Answer: No, it won’t. Inbound links from an unrelated domain won’t hurt you. This hasn’t stopped SEO’s from spreading the opposite idea, but this is one of those bits of confusion in SEO that eventually becomes conventional wisdom. While an unrelated link won’t give a lot of optimization value to your site, it won’t cause any undue harm either. It could bring in traffic though, so on balance it’s not something to worry about.
There are plenty of higher quality links you could have coming from a site, and you should definitely diversify incoming links (such as from forums, blogs, static websites, etc.), but that’s not what this is about: it’s about unrelated inbound links and how that shouldn’t pose much of a problem.
Sabotage by the Competition
Google doesn’t want to start a bunch of web wars between webmasters. Imagine what would happen if unrelated links actually did affect SERPs. A competitor could swoop in and make a fleet of sites in unrelated categories all linking to the competition in a bid to damage the competition’s authority in the niche.
This is just not how it works. You want as many backlinks as you can get. It’s not as if you can control who links to you. Suppose someone running a blog about sports links to this blog. Maybe he just likes the SEO information. I’m not about to ask him to take down his link just because it’s in an unrelated niche. It doesn’t hurt my authority – especially if I have a number of other links coming in from SEO-related sites, which can actually be pretty tangential, covering a lot of different computer-related niches. Sites can be about web design, affiliate marketing, blogging - basically anything related to the Internet. My authority will not be compromised just because an off-topic site, or even several, decides to link to me.
Now, where it does become a problem is for the guy running the sports site. If he’s only linking to unrelated pages, then it’s hard for spiders to tell exactly the aim of his site, which will damage his site’s authority. The moral there: outbound links are far more important to site authority than inbound links. For the most part, you should welcome one way links whenever possible. A few unrelated or link farm-esque links aren’t going to bring down your entire linking strategy.







December 4th, 2008 at 11:54 pm
Thanks for clearing that up. I suppose the concern here is for those of us who have Dofollow comments - this attracts people from all over looking for backlinks, often in unrelated niches. Would you say this is something to be concerned about?
December 5th, 2008 at 9:29 am
Well, given that comments have less ranking power than post links, it’s not as big of an issue.
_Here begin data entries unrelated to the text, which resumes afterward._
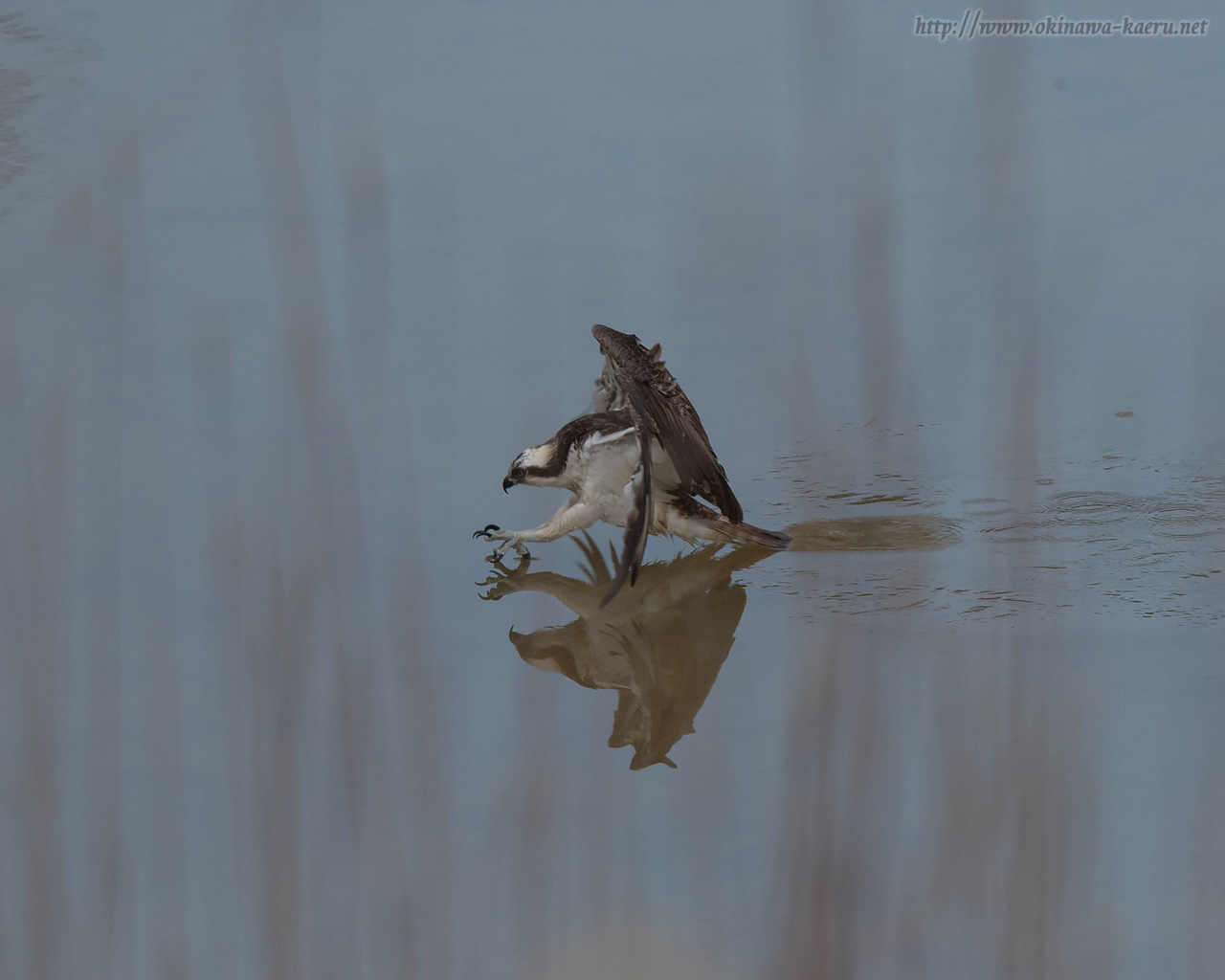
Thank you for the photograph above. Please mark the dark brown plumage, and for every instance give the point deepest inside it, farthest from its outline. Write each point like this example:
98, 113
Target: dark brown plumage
660, 411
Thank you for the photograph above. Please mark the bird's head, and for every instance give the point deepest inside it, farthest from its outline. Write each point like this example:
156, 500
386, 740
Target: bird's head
537, 466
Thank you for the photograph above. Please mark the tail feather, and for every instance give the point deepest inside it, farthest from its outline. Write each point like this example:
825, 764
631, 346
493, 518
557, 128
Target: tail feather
717, 527
747, 533
751, 534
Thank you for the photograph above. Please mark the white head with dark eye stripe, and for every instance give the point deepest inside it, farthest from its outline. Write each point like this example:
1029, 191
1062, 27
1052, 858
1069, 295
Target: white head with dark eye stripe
537, 466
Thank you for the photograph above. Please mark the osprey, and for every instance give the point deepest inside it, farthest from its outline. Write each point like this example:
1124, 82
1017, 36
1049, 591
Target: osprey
639, 462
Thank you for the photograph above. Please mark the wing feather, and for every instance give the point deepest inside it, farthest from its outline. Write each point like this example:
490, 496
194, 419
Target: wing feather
638, 521
658, 405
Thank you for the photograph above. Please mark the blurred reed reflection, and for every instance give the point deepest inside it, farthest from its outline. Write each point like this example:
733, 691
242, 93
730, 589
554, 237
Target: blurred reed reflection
658, 644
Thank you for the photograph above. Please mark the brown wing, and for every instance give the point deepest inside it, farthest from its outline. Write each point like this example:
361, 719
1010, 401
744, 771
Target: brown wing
658, 405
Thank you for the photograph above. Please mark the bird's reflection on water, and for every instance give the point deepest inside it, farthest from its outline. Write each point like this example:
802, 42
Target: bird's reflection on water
660, 643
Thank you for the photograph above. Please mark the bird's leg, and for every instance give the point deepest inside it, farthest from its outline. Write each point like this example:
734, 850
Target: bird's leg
510, 539
572, 516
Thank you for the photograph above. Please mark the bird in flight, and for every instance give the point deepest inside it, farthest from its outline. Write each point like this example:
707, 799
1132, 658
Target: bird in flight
641, 460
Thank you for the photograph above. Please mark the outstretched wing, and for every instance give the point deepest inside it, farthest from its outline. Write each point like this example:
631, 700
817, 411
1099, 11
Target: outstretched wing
659, 411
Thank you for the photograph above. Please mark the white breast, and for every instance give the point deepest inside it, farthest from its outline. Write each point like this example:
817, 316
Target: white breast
607, 463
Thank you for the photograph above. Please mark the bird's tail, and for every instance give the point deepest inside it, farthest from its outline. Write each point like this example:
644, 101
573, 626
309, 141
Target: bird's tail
720, 528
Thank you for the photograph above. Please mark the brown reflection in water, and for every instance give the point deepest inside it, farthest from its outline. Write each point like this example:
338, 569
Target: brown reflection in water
927, 533
659, 644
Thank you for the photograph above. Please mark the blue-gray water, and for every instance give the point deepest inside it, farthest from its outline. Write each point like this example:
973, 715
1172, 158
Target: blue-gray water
285, 284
But yeah, anyone with a blog should moderate comments and use the backlink checker I wrote about earlier to make sure that the site is square. And if most of your comments are about the web (your niche) you’ll be fine. Thanks for the comment(s).
December 5th, 2008 at 2:14 pm
I found you through someones commentluv; good stuff (although we need a subscribe to comments plugin and email enabled subscription option
).
This is indeed where a lot of confusion stems. You can’t really control who links to you, but you can certainly control your own backlinks…this is where most screw up thinking all backlinks are good.
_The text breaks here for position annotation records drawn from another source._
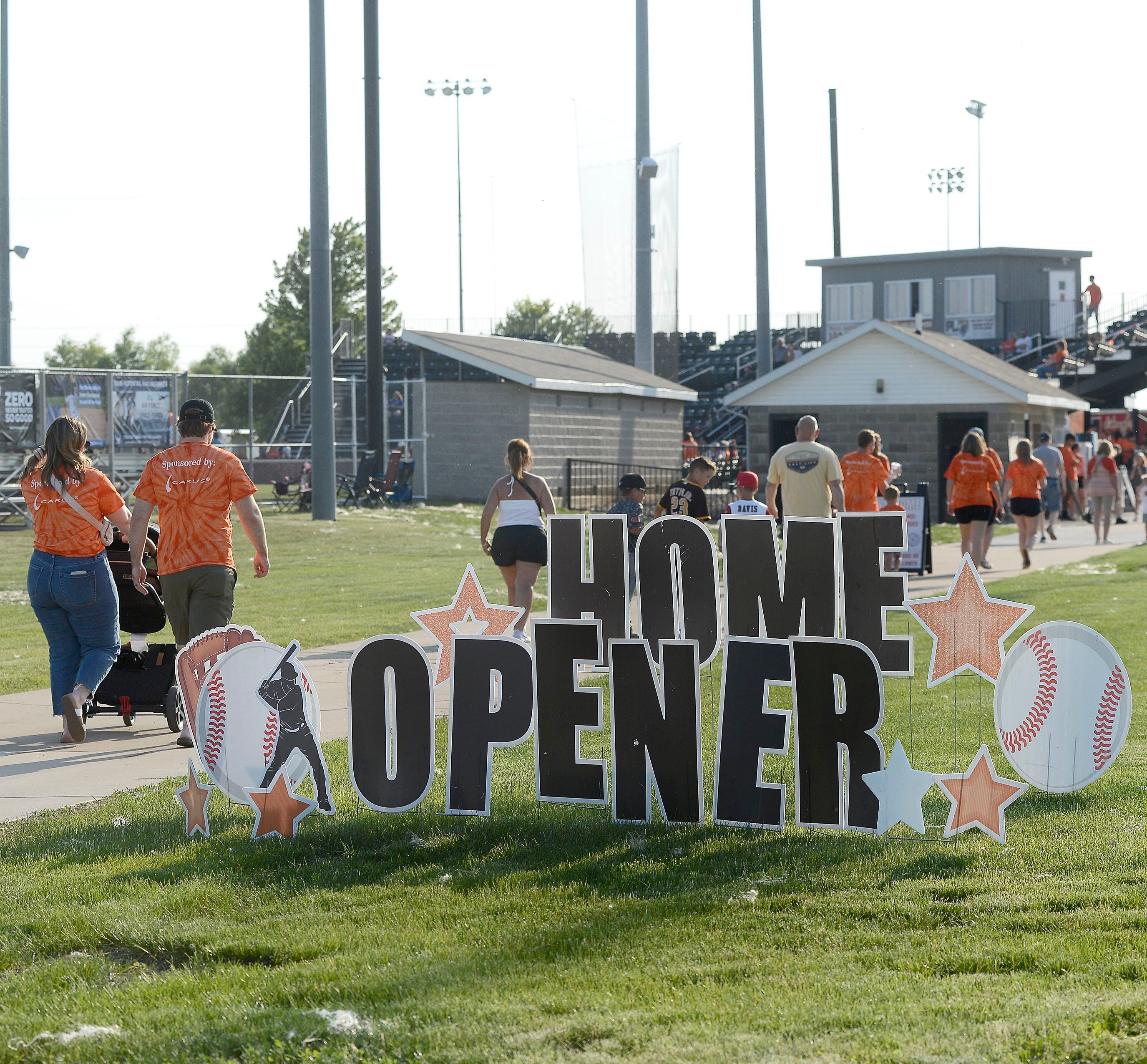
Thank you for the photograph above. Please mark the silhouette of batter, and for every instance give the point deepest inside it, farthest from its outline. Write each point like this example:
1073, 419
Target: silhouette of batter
286, 698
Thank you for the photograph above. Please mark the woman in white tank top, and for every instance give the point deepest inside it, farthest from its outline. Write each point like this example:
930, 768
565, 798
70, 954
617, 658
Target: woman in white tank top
519, 548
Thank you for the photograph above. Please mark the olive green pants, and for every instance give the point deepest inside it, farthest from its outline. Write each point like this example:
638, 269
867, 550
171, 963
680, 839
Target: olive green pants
199, 600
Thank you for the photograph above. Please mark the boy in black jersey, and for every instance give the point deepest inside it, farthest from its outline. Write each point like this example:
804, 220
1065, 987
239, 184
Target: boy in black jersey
689, 496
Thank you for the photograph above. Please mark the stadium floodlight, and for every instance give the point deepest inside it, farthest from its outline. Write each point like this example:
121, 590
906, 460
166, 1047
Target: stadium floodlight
458, 90
947, 181
976, 109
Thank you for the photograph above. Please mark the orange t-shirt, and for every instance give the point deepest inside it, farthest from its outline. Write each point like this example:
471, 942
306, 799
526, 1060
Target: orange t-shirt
194, 486
972, 477
864, 477
61, 531
1071, 463
1026, 478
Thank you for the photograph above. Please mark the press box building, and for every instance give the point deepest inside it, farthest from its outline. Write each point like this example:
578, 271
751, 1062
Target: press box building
921, 392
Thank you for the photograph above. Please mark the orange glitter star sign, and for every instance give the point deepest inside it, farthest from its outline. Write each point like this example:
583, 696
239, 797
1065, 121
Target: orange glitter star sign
193, 797
278, 808
470, 608
979, 798
967, 626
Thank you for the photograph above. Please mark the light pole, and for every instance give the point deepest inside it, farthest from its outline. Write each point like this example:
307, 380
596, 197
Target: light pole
946, 182
5, 202
458, 90
976, 109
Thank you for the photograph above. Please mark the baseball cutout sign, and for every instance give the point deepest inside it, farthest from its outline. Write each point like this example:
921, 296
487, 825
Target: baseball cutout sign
1062, 706
257, 713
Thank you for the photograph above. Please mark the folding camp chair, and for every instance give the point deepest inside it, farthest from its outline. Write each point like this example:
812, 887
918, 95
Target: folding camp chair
403, 492
352, 493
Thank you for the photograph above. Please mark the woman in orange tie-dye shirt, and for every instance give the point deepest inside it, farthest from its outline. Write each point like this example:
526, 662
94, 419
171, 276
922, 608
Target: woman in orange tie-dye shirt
69, 580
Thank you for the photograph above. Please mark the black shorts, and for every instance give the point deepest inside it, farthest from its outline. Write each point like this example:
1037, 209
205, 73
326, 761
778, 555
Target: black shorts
966, 514
519, 543
1026, 508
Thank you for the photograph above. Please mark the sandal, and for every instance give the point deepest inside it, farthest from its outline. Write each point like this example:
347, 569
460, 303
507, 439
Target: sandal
74, 707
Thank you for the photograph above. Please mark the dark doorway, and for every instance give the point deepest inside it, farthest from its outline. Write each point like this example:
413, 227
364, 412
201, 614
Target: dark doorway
951, 431
782, 431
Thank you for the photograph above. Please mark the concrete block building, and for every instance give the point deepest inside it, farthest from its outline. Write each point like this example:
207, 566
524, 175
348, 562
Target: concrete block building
569, 402
921, 392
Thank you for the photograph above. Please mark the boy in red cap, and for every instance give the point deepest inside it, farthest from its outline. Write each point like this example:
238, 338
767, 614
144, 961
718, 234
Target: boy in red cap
747, 487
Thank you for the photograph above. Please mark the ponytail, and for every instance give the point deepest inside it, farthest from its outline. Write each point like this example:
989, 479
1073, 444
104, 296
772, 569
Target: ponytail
519, 457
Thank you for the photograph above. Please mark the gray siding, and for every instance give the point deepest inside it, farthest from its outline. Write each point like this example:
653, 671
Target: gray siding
470, 423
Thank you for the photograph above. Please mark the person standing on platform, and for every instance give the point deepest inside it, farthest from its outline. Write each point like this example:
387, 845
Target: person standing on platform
865, 476
809, 476
194, 485
972, 499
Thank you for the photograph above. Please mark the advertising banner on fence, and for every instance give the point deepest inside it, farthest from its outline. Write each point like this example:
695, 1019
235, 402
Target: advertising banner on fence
18, 409
143, 409
80, 395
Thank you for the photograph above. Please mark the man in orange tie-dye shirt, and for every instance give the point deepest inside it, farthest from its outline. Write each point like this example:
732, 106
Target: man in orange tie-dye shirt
194, 486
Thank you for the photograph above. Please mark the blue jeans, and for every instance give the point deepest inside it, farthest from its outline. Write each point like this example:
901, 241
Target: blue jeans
75, 602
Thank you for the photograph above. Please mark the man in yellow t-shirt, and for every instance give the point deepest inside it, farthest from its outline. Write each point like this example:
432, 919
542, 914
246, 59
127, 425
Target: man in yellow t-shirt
809, 473
865, 476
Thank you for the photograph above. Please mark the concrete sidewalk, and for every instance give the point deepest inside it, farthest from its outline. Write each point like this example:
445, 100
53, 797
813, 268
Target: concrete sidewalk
38, 773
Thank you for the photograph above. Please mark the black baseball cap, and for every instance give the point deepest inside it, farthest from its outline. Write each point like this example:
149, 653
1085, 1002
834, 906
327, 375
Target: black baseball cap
200, 409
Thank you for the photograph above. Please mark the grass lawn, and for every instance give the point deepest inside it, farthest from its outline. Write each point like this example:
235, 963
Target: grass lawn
548, 933
328, 583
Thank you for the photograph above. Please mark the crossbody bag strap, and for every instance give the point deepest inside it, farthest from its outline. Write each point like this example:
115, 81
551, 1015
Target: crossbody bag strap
103, 527
530, 493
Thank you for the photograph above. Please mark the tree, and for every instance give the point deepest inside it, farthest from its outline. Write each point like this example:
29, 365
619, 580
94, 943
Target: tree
218, 360
129, 354
282, 343
571, 324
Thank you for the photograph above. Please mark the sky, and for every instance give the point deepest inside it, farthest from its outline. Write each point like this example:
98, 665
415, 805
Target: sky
160, 156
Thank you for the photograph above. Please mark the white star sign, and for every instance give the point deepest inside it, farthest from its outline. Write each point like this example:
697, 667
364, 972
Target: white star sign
901, 790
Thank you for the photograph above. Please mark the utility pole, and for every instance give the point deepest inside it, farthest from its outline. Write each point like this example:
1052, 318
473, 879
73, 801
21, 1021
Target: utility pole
323, 387
643, 323
5, 200
375, 400
837, 174
764, 337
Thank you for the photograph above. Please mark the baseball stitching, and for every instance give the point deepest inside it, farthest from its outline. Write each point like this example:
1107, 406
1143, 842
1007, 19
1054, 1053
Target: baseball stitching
1018, 739
270, 734
1105, 720
217, 721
As for comments, I always hover anyway since I like to visit those that comment on my blogs. I don’t allow affiliate links or anything that looks fishy. Most of the really well know get caught by Akismet anyway.
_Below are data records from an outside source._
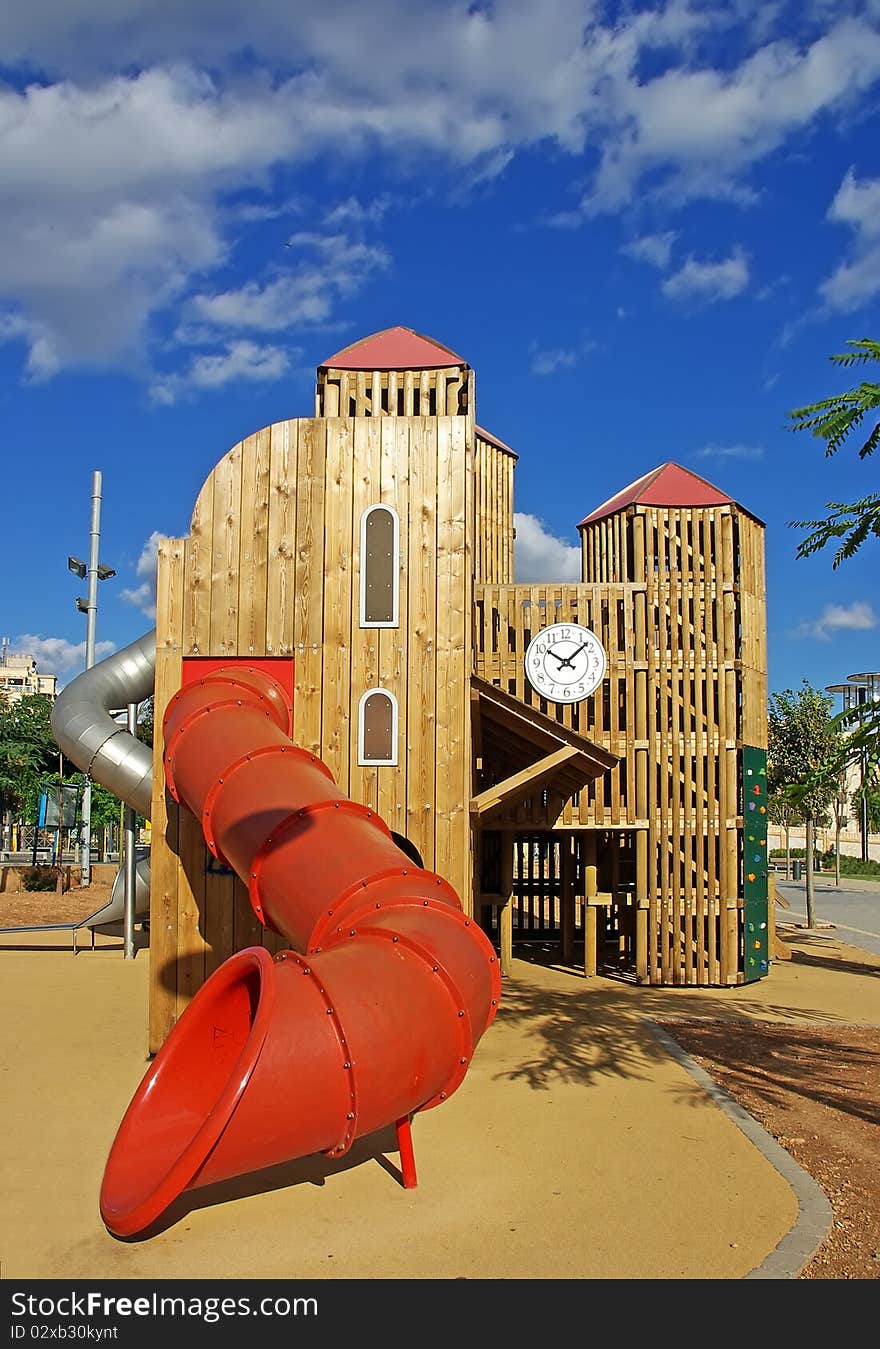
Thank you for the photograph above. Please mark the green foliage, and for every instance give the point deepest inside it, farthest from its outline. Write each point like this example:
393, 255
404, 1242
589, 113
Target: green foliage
143, 729
105, 807
27, 749
805, 743
39, 877
833, 420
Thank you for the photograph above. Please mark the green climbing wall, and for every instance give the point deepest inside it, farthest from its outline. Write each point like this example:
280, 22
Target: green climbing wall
755, 865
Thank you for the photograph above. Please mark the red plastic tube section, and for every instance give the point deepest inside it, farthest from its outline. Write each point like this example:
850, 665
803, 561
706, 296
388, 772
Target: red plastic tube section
373, 1013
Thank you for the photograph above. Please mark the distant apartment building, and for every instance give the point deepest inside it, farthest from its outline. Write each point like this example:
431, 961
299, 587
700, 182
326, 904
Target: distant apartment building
19, 676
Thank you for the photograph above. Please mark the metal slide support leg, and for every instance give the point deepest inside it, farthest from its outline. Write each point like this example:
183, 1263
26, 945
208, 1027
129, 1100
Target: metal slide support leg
405, 1148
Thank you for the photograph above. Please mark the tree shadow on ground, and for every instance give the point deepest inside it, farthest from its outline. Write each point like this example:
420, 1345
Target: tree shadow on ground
819, 1063
582, 1031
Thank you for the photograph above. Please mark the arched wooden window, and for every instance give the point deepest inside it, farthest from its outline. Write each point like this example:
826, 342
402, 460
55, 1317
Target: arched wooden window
379, 567
377, 727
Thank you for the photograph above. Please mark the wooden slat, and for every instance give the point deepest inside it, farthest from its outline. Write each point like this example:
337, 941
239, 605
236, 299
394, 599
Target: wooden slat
454, 614
420, 712
308, 630
227, 547
394, 641
282, 538
339, 579
163, 926
254, 545
365, 641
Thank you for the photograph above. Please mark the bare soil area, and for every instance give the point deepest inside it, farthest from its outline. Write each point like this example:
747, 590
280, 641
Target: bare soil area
814, 1087
817, 1090
33, 908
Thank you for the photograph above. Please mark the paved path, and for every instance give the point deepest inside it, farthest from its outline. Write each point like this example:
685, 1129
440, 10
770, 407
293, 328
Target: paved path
578, 1145
852, 912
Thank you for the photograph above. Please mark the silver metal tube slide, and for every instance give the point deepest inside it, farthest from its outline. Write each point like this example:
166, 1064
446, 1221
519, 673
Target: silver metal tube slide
87, 733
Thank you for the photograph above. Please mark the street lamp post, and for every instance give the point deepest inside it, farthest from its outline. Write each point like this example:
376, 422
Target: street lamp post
857, 692
95, 572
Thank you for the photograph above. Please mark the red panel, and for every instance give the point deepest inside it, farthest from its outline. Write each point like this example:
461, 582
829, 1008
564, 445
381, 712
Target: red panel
394, 348
280, 668
670, 484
December 5th, 2008 at 9:49 pm
Hey, thanks for the tip about subscribe to comments. Installed, working. Still fixing house around here. Taking a new template out for a run…
December 6th, 2008 at 8:29 am
I understand and thanks! Could you also enable an email option for subscription? I’d like to subscribe, but I only do so through email…I hate feed readers. LOL
December 6th, 2008 at 11:00 am
Your wish is my search for a plugin. Still looking for a way to make a nicer looking input form than the one put out by Subscribe2 or Feedburner, but there it is in the bottom right.
December 6th, 2008 at 5:17 pm
Thanks!
December 17th, 2008 at 9:28 am
Thanks for an interesting post. I may not have understood your answer to Rodney. If you received a comment from someone who puts his link to his website, which is an entirely different niche do you accept this comment.
Peter Lee
December 17th, 2008 at 1:55 pm
Peter, thanks for writing. Unless you’re getting bombarded with comments all from a different niche then linking in a comment isn’t going to hurt you, especially if the commenter has left a useful comment that improves content for the post. As comment links don’t have that much PR power, a few links within many more in your niche isn’t going to damage your site’s authority. Judging by your blog’s comments, the vast majority are ebusiness/marketing related so you’re fine.